Plédranais déc. 2016 : Du bois dont on se chauffait…

Article de l’opposition dans le Plédranais de décembre 2016

Lors des 2 derniers conseils municipaux, celui de septembre et d’octobre, le devenir des coupes de bois de chauffage dans le bois communal a été assez longuement évoqué.
A la question de la Minorité sur la nouvelle donne d’exploitation du bois, M. le Maire et la majorité ont répondu qu’ils avaient décidé de confier en 2016 la totalité de l’exploitation des stères de bois de chauffage sur pied à des exploitants forestiers professionnels et cela pour raison de sécurité. L’explication avancée serait que les coupes se situent à proximité des allées sablées du parcours sportif.
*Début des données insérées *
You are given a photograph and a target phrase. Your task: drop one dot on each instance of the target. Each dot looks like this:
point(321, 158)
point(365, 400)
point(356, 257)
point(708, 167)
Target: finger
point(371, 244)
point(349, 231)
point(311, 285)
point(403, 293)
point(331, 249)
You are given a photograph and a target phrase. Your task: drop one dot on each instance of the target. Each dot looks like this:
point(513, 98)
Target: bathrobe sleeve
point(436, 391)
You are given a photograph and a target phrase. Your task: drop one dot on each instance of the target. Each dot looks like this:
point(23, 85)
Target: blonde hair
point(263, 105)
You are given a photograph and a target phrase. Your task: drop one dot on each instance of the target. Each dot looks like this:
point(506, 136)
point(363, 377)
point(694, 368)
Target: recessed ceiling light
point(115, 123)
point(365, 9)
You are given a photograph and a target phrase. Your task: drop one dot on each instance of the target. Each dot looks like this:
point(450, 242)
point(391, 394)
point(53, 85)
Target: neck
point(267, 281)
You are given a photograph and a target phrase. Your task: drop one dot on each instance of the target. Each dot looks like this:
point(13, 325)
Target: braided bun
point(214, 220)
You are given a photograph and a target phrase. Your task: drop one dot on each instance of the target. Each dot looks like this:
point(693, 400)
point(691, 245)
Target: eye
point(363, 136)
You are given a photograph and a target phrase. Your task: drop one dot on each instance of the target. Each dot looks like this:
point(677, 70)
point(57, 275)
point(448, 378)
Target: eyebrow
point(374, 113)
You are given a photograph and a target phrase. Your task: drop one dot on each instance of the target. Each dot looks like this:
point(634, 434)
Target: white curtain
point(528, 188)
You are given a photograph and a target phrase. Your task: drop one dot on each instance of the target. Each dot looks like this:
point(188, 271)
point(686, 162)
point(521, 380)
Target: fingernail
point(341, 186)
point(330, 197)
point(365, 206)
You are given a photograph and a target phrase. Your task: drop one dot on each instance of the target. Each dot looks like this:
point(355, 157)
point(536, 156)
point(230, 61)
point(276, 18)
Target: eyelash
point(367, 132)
Dans la foulée, cette mesure a été étendue à toutes les coupes pour les années à venir !
La Minorité, ne partageant pas cette approche, s’est abstenue lors du vote de la délibération le 27 septembre. Nous considérons que le système de vente aux particuliers avait jusqu’à présent donné satisfaction, malgré quelques imperfections.
Les exploitations des années précédentes n’avaient pas posé de problème avec les utilisateurs du bois, que ce soient les promeneurs ou les organisateurs de manifestations sportives.
Certes, une intervention des Brigades Vertes était parfois nécessaire pour ranger quelques branches afin de sécuriser les parcours et permettre le bon déroulement de l’épreuve de Canicross ou de la course à pied « Courons dans le bois ». Il fallait aussi interdire l’exploitation le jour des épreuves, mais cela ne posait pas de difficulté non plus. Et c’était peu de désagrément par rapport au plaisir des bucherons, essentiellement Plédranais, qui y trouvaient une saine occupation et du bois à un prix compétitif.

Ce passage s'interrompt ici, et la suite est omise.